Part of the core design of cPanel is to install and fully manage the web service process. By default this process is Apache, as provided by EasyApache. For various reasons 1 a server admin may not want to use that installation of Apache, or even use a different web service. In such situations it is advantageous to disable cPanel’s management of the web service.
There are several ways to disable Apache restarts on a cPanel server. We’ll look only at the manual method. This involves touching one of the following files:
If any of those files exist Apache restarts handled by /scripts/restartsrv_httpd will not occur. That script will silently exit. However that script is not the only method cPanel has of restarting Apache. The other ways cPanel & WHM can restart Apache are:
- Executing /usr/local/cpanel/bin/safeapacherestart
- Calling the Cpanel::HttpUtils::ApRestart::safeaprestart 2 function
Before cPanel & WHM version 11.28 neither of the above methods will observe the flag files. This means you cannot effectively disable cPanel-managed restarts, at least with an unmodified product.

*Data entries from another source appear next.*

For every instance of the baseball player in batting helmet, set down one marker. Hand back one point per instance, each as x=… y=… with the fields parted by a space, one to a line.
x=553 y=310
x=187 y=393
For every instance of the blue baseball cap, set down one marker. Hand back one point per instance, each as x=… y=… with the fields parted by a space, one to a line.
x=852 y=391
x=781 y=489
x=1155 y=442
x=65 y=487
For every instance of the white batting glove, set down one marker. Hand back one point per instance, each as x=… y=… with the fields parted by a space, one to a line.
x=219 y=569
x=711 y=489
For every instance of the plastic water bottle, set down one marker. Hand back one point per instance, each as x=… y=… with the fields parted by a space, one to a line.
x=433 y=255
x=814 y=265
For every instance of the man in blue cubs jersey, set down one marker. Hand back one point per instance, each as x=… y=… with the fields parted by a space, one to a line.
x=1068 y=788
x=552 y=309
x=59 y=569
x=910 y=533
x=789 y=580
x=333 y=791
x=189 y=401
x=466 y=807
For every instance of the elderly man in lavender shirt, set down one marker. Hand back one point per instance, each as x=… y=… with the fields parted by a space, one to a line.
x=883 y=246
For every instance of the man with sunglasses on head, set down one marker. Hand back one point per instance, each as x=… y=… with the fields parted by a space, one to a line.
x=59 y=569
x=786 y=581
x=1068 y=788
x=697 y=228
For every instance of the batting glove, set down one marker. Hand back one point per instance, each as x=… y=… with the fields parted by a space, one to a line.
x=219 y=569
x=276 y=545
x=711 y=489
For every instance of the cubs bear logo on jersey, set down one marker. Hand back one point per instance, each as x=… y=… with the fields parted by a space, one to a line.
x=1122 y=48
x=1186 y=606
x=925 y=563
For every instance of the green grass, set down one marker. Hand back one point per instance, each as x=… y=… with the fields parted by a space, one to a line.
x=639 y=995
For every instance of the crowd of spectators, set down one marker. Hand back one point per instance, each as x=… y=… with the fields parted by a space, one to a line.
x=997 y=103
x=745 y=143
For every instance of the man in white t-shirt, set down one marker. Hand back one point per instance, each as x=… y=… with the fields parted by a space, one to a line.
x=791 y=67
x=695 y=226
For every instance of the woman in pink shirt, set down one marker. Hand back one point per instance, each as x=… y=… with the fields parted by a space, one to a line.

On my Debian-cPanel3 server the problem was exacerbated by the behavior of Cpanel::HttpUtils::ApRestart::safeaprestart. This function first looks for a process named httpd in the process table. Debian names the Apache process apache2. Since the function cannot found what it is looking for it switches to force mode. In force mode the function kills anything bound to port 80.
As noted above the good news is this is addressed in cPanel & WHM version 11.28 and newer. For older systems though you may accomplish this via a patch to Cpanel::HttpUtils::ApRestart::safeaprestart:
Note: patch removed as it is not needed on newer systems.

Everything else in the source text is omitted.